Frederic Sealey – New York.
With the commercial property market booming across much of the western world, and emerging economies providing many investment opportunities, there has never been a better time to invest in commercial property.

Raising Capital is an important aspect of every business. To be successful in a real estate business, you need to know your finances well. According to Frederic Sealey, real estate business needs investment and finances to get you the best deals in real estate. One needs to have an understanding of real estate finances to raise capital. As investing in real estate has a lot of risks involved, one needs to carefully plan out finances to get the business funded.

Challenges and Various Ways to Raise Capital as Identified by Frederic Sealey.

We all know the biggest single challenge facing developers with potential commercial projects is actually getting them funded.

To close a deal you need innovative financial techniques. If you wish to know how to raise capital for real estate you need invest your own capital. The first rule to raise capital for real estate is to invest capital yourself. Investments for real estate’s come from personal savings, equity, mutual funds and bonds. Your liquid assets are the building blocks of your real estate business. You can take a loan only when you have enough to invest.


Raising Capital for Real-Estate Project

To raise capital for commercial real estate, you need to raise your liquid assets. Once you know how much liquid assets you have, you need to consider other options to raise capital for real estate. Make a list of people from whom you can take a private loan. Family and friends are ready to help if you have a warm relation with them. To raise capital for real estate you need to know the market well. People will invest with you only if they know that you have means to pay them back or the market value of real estate is increasing. You need to research the market well and after that plan to raise capital for real estate according to your needs.

However, with growing competition in the finance industry, relaxation of lending rules, and coffers full of money to lend, raising the funds for large scale investment projects can be simple and fast – as long as those seeking to raise the funds know how to go about it properly. The first place to start looking is the Internet. Increasingly, deals are being done online – and done fast – as long as you understand the project financing process.

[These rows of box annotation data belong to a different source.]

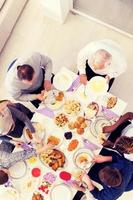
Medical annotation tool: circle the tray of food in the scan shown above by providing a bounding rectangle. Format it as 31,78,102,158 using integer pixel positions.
54,113,68,127
32,193,44,200
40,149,66,171
64,99,81,115
68,116,90,135
45,128,64,146
90,116,112,137
73,149,94,170
85,102,99,119
23,122,45,142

Frederic Sealey says investor pools are prepared to underwrite commercial property ventures – worth many hundreds of millions of dollars – with no credit checks, no complicated documentation, and no income verification. A commercial transaction is defined as one involving a commercial project which includes real estate as its foundation.


Typically, there are two ways in which loans are made available which I will make known to you:

The first is known as a “conforming” loan, when full documentation with limited concern for credit is required, while the second is “non-conforming” where there is no documentation required no credit checks, and no income verification. The Loan-to-Value (LTV) aspect of all commercial transactions is one of the major considerations when providing finance. With non-conforming loans, typically up to 90% of the value of the project can be borrowed, depending on the project type. For example, non-conforming reacquisition transactions require a maximum of 50% LTV for consideration. Conforming commercial transactions offer considerable extended options. Any LTV, regardless of transaction type, purchase or refinance, is usually considered, but the following are also taken into account:

Conforming transactions approvals rely heavily on what cash an applicant has vested in a submitted project. Substitutes for cash include either collateral or a winning pro forma, but not less. Equity in real estate is not generally considered a viable substitute. Regardless of what an applicant might choose to substitute cash with, in order to justify an approval, no substitute can ever be effective without a project that makes sense.

Frederic Sealey’s  winning pro forma, if truly winning, can easily substitute for cash and ultimately lead to 100% LTV funding, though not without sufficient cash for closing. Commercial transactions generally take 30-60 days to close, provided they are approved and accepted. Obviously, uncomplicated transactions contribute to a speedier conclusion, whereas complicated transactions, or those requiring an inordinate amount of time to decipher, prolong the processing period.

Uncomplicated and complicated transactions defined:

Uncomplicated transactions are defined as those characterized by simplicity, such as a commercial building in need of refinancing. A more complicated transaction would be a development project, such as a new casino. Non-conforming applications are approved or declined much faster than conforming ones. Typically, an approval decision for a non-conforming transaction will be rendered within 2-7 days. Uncomplicated transactions are defined as those characterized by simplicity, such as a commercial building in need of refinancing. A more complicated transaction would be a development project, such as a new casino.

The bottom line with private investors is that generally they are sophisticated, non-predatory and do not jump on projects saddled with collateral or equity. They are; however, keen to do projects that make sense. Again, credit is of little concern on conforming projects and not required at all on non-conforming projects.